Let $I$ be the incenter. Let $DX$ intersect the incircle at $J$, and the tangent to incircle at $J$ intersect $BC$ at $K$. Note that the circles $ATFIE$ and $BIE$ are tangent to each other at $I$ since their centers both lie on $AI$. Thus the common tangent to these two circles is parallel to $EF$. But $IK\perp JD$ and $JD\perp FE$. So $IK$ is this common tangent. So the radical axes of circles $AFIE, BIE, ABC$ concur, ie. $AT,BC,IK$ are concurrent. But $K\in BC$, so $K,T,A$ collinear. Now let $EF\cap JD=H$. With respect to the incircle, $EF,JD$ are polars of $A,K$ respectively. Thus the polar of $H$ is $AK$, thus $IH\perp AK$. If $IH\cap AK=T'$, then obviously $T'$ lies on circle $AFIE$. Thus $T'\equiv T$, and $T,H,I$ collinear. Now \[\angle FTH=\angle FTI=\angle FAI=\angle FXH\] Thus $T,F,H,X$ are concyclic, and $TX\perp TF$, as desired.

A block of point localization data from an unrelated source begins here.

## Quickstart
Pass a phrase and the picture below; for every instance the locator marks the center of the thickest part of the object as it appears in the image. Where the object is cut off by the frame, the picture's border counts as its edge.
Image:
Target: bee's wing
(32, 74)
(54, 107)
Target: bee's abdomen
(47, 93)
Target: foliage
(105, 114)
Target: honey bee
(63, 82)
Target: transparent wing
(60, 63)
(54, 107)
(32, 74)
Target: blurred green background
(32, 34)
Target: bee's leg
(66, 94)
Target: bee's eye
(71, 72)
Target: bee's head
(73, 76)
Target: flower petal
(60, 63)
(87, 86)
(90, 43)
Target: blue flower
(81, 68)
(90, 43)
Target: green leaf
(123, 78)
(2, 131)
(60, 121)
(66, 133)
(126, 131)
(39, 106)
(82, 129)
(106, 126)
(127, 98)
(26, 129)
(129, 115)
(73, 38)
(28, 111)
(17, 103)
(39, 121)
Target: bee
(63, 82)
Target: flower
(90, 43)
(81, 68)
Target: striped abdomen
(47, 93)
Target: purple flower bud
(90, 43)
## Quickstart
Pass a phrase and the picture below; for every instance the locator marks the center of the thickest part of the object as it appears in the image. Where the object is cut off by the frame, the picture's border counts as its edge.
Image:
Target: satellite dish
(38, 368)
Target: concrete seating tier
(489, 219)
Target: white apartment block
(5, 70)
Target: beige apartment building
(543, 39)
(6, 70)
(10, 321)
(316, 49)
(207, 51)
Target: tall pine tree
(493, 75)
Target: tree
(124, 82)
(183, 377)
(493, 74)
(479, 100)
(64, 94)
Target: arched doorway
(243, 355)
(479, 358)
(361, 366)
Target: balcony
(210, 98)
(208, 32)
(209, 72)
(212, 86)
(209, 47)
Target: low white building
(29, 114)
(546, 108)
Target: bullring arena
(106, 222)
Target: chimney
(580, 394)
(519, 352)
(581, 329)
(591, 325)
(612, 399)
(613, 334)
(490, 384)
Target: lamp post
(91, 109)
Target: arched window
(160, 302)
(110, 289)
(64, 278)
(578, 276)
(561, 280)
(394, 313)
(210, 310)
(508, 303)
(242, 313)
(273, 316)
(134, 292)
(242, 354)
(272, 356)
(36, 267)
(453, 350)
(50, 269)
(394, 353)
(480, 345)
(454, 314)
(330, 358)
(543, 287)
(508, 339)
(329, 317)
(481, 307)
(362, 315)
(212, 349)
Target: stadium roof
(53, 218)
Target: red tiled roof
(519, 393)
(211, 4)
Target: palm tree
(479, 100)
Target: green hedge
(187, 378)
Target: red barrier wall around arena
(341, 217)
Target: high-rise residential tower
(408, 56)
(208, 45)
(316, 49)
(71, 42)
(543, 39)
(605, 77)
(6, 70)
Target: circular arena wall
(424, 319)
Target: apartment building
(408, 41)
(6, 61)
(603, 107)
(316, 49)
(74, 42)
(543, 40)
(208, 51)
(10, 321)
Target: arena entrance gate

Let $M$ be the midpoint of the arc $BC$ on $(ABC)$ not containing $A$. Clearly $\angle AFT=\angle AIT=\angle AET\implies\angle BFT=\angle MIT=\angle CET$. Also $\angle AFT=\angle ABT=\angle ACT$. And so $\triangle TFB\sim\triangle TIM\sim\triangle TEC$. Now $BD=BF$ and $CD=CE$ imply that $\frac{BD}{DC}=\frac{BF}{CE}=\frac{BT}{TC}$ since $\triangle TFB\sim\triangle TEC$. And so by the converse of the angle bisector theorem, $TD$ is the angle bisector of $\angle BTC$ and so $T,D,M$ are collinear. Now let $G$ be the foot of the perpendicular from $D$ to $EF$. Angle chasing shows $\triangle GDE\sim\triangle DBI$ and $\triangle GDF\sim\triangle DCI$. Therefore $\frac{BD}{DI}=\frac{DG}{GE}$ and $\frac{CD}{DI}=\frac{DG}{GF}$ and thus $GE\cdot BD=DG\cdot DI=CD\cdot GF$ which implies $\frac{GF}{GE}=\frac{BD}{CD}=\frac{BF}{EC}$ since $BD=BF$ and $CD=CE$. But $\triangle TFB\sim\triangle TEC$ so $\frac{GF}{GE}=\frac{BF}{EC}=\frac{FT}{TE}$ and so by the converse of the angle bisector theorem, $TG$ bisects angle $FTE$. Then $\angle GTF=\frac{1}{2}\angle FTE=\frac{1}{2}A=\angle FAI=\angle FXG$ since of course $AI||XG$. Thus $CTGF$ is cyclic and so $\angle XTF=\angle XGF=90^{\circ}$.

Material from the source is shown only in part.